«Il cinema finisce sempre per raccontare le stesse cose ma noi continuiamo ad andarci perchè speriamo nella sorpresa». Così recita la voce di Silvio Orlando, guida ed anello di congiunzione tra la quotidianità torinese della Falchera e la realtà surreale dominata dalla Mole Antonelliana, e nessuna citazione sembra essere più appropriata per rendere palpabile l’atmosfera di profonda suggestione onirica offerta dall’ultimo film di Davide Ferrario. Una sorpresa che certo non si annida all’interno degli escamotage narrativi, quanto tra le sfumature del linguaggio o, per essere più precisi, di un esplicativo silenzio. Dopo mezzanotte nasce dalla rara capacità di ascoltare ed assecondare sensazioni e intuizioni, dalla necessità di comunicare e narrare un universo all’interno del quale il sentimento è ben lontano dall’essere didascalico e il cinema si trasforma in pura visione ed immagine, dimentico di nomi e citazioni. Ed è in base a questi principi che ci si può impadronire dell’eterno triangolo amoroso, spogliandolo di quel travolgimento di passioni e tormenti di cui la macchina film è fin troppo colma, per arricchirlo di un’ingenua goffagine prendendo in prestito atmosfere ed intrecci con chiari riferimenti alla Nouvelle Vague senza cadere nel celebrativo.

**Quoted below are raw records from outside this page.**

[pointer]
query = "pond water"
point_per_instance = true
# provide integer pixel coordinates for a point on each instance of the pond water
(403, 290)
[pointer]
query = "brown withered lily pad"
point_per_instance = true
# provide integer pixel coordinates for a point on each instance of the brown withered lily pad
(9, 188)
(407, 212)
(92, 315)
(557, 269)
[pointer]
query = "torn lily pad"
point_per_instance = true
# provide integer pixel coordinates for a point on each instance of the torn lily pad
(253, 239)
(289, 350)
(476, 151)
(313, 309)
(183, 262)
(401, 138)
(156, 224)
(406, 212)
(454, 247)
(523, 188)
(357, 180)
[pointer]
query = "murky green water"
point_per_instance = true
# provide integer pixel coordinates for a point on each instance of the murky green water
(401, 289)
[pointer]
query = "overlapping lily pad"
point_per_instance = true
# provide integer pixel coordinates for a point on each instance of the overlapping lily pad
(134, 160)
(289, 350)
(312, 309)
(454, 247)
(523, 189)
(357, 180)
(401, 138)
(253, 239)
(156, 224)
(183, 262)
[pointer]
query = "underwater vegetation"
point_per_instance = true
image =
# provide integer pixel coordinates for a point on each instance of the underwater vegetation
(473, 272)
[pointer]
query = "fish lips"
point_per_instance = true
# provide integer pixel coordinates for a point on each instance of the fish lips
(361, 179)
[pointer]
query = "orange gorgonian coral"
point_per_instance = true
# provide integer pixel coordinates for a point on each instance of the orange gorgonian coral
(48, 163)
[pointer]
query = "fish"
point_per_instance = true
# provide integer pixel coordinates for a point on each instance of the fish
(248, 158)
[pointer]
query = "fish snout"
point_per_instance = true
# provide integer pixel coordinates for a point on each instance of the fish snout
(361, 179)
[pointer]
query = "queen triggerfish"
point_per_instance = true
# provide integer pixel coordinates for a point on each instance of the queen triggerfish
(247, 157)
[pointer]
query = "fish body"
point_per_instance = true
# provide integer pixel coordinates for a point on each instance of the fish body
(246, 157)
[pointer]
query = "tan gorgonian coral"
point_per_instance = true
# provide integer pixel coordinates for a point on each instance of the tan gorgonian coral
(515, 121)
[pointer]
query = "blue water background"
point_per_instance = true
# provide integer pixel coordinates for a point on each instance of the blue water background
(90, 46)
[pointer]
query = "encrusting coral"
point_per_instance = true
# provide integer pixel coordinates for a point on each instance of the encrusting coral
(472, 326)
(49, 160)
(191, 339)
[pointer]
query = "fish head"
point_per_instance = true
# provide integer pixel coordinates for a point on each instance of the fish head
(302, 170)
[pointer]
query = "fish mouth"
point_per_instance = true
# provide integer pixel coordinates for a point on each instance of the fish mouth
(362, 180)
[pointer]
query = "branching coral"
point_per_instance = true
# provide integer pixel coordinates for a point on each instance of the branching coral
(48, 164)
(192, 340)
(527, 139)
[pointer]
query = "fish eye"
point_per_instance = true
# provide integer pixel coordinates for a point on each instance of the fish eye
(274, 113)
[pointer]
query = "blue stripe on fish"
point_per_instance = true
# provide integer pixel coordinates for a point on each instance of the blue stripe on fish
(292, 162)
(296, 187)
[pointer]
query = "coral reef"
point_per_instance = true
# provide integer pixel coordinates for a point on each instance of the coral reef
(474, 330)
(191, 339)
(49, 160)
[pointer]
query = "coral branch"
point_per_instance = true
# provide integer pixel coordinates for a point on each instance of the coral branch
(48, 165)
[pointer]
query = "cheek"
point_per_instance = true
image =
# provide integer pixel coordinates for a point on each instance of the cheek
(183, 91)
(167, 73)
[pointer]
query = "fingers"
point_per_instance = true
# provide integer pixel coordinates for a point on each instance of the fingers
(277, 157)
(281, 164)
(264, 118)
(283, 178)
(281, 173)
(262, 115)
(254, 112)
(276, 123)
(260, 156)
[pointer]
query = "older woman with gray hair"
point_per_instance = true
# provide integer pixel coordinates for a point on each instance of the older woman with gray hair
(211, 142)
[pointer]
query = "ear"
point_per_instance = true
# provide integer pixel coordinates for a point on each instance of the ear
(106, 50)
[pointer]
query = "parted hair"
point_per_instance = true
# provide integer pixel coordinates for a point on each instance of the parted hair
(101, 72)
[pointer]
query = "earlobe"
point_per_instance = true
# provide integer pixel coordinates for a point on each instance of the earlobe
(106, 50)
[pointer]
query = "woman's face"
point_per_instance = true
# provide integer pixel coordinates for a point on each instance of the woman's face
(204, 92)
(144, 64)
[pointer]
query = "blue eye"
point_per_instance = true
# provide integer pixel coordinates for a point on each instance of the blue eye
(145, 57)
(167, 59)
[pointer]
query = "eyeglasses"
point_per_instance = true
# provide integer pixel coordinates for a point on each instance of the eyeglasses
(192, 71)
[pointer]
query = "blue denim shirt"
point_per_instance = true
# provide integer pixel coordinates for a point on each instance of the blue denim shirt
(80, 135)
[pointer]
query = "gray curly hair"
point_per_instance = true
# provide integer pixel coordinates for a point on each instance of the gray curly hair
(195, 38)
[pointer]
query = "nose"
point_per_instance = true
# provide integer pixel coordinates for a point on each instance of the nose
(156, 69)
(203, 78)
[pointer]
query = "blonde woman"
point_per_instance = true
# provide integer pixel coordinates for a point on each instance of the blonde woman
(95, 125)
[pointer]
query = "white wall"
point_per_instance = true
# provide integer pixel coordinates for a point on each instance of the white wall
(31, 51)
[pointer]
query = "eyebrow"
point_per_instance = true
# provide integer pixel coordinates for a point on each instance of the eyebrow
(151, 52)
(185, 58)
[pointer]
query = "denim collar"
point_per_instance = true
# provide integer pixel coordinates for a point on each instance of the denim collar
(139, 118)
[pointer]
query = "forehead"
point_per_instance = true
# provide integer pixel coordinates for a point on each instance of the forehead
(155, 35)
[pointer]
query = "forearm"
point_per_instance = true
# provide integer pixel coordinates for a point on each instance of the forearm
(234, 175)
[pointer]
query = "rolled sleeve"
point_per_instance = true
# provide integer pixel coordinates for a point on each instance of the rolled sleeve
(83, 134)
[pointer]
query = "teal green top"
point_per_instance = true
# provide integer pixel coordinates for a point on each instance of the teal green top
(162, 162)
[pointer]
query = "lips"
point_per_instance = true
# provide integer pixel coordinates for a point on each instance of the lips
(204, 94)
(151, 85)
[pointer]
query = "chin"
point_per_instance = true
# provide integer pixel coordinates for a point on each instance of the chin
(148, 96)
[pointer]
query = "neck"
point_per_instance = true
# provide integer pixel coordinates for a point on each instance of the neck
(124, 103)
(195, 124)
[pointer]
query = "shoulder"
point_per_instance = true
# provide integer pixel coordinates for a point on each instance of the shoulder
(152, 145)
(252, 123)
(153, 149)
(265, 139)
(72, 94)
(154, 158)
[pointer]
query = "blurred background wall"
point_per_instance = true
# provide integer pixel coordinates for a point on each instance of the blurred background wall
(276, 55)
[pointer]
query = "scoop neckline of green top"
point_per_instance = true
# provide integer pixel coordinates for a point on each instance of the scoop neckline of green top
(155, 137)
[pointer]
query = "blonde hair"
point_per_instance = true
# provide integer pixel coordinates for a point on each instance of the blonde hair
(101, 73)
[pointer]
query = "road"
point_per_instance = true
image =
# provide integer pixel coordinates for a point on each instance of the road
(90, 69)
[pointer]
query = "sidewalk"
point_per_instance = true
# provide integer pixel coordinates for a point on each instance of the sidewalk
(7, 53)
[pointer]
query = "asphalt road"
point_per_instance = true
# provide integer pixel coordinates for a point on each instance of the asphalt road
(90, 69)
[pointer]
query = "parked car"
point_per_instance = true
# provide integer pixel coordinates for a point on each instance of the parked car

Ferrerio si permette il lusso di narrare una passione alla Jules et Jim ma lo fa con un tale silenzio ammantato d’onestà da evitare qualsiasi stucchevole ed improbabile tentativo d’emulazione. Allo stesso modo si avvicina al bianco e nero, regalando a Giorgio Pasotti il non semplice compito di vestire i muti, eppur espressivi, panni di un amore alla Buster Keaton fatto di grandi capitomboli e di un finale dal tenero romanticismo. Un tentativo di rappresentare due tra gli elementi di maggior coinvolgimento e discussione, cinema ed amore, all’interno di una Torino sempre in bilico tra realtà e fantasia denudandoli di enfatizzazioni e false suggestioni, giocando su una sottrazione dell’eccesso per permettere all’essenza di apparire al di sopra delle apparenze e delle citazioni. Un’ atmosfera mantenuta regolarmente sulla linea guasi del non-rumore, una recitazione, quella richiesta a Francesca Inaudi, Fabio Troiano e Giorgio Pasotti, basata più sull’espressione corporea che su quella linguistica, quasi per condurci, nuovamente, verso una condizione d’origine in cui l’amore è semplicemente il sentimento destinato a complicare le nostre esistenze ed il cinema ritorna ad essere quella lanterna magica pronta ad illuminare tutte le storie che sentono il bisogno di essere narrate. Un film, quello di Ferrario, che ti rimette in pace con un mondo produttivo non sempre benevolo, che ti aiutano a comprendere come l’avanzata tecnica del digitale non rappresenti solo l’effetto speciale e che il cinema, tornato ad essere espressione artistica, sia destinato a non esaurirsi mai.